12) - "Hindous" : allusion à la reddition, le 29 avril 1916, de la garnison britannique de la forteresse de Kut-El-Amara (au sud de Bagdad) prise aux Turcs à la fin septembre 1915 et assiégée par eux depuis le 7 décembre 1915. Les chiffres retenus actuellement dépassent de beaucoup ceux de l'époque (13 000 prisonniers, contre 9 000 annoncés à l'époque). Cet échec reporta d'un an la prise de Bagdad, qui tomba le 10 mars 1917. Les mauvais traitements infligés aux prisonniers de l'armée britannique par les Turcs sont demeurés dans l'Histoire : la moitié moururent de faim, beaucoup d'Hindous furent enrôlés de force dans l'armée ottomane. 
13) - "Lowestoft" : Allusion au bombardement des ports de Lowestoft et de Yarmouth (côte britannique de la Mer du Nord) pendant la nuit du 24 au 25 avril 1916 par 5 croiseurs lourds et 6 croiseurs légers de la flotte allemande. Les dommages furent essentiellement civils : 200 maisons détruites, des bateaux de pêche touchés à l'ancrage.
14) - "précédemment" : suite à la ferme protestation des USA du 18 avril 1916 se référant notamment au torpillage par un sous-marin allemand du Sussex (un ferry français de la Manche) le 24 mars, l'Allemagne déclara par une note écrite au Président Wilson, le 4 mai 1916, qu'elle renonçait à attaquer des vaisseaux civils de passagers, et à ne torpiller les cargos ennemis qu'après vérification de leur cargaison, avertissement et mise hors danger des équipages (cette déclaration connue comme "Promesse du Sussex" rassura le Président Wilson et retarda l'entrée en guerre des USA).

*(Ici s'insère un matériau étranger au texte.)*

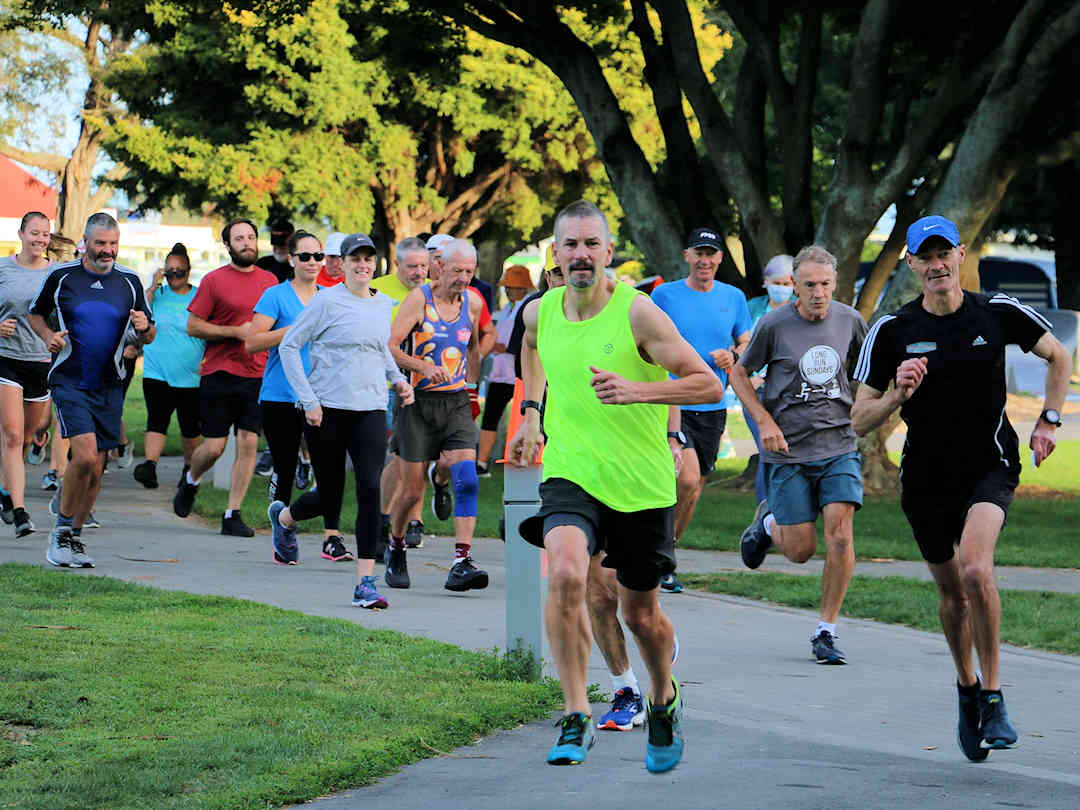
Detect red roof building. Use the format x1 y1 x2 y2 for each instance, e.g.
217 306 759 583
0 154 57 221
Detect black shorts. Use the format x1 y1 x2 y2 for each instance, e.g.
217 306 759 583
679 408 728 478
394 391 476 461
0 357 53 402
199 372 262 438
143 377 200 438
480 382 514 430
518 478 675 591
900 465 1020 565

15)  - "internés" : Paul semble confondre la volonté de l'Allemagne de priver les Alliés de 500 à 600 000 tonnes de marchandises essentielles en deux mois, par une relance de la guerre sous-marine en février 1916, avec la menace par les USA, le 18 avril 1916, de rompre les relations diplomatiques avec l'Allemagne et de confisquer ses navires dans les ports américains.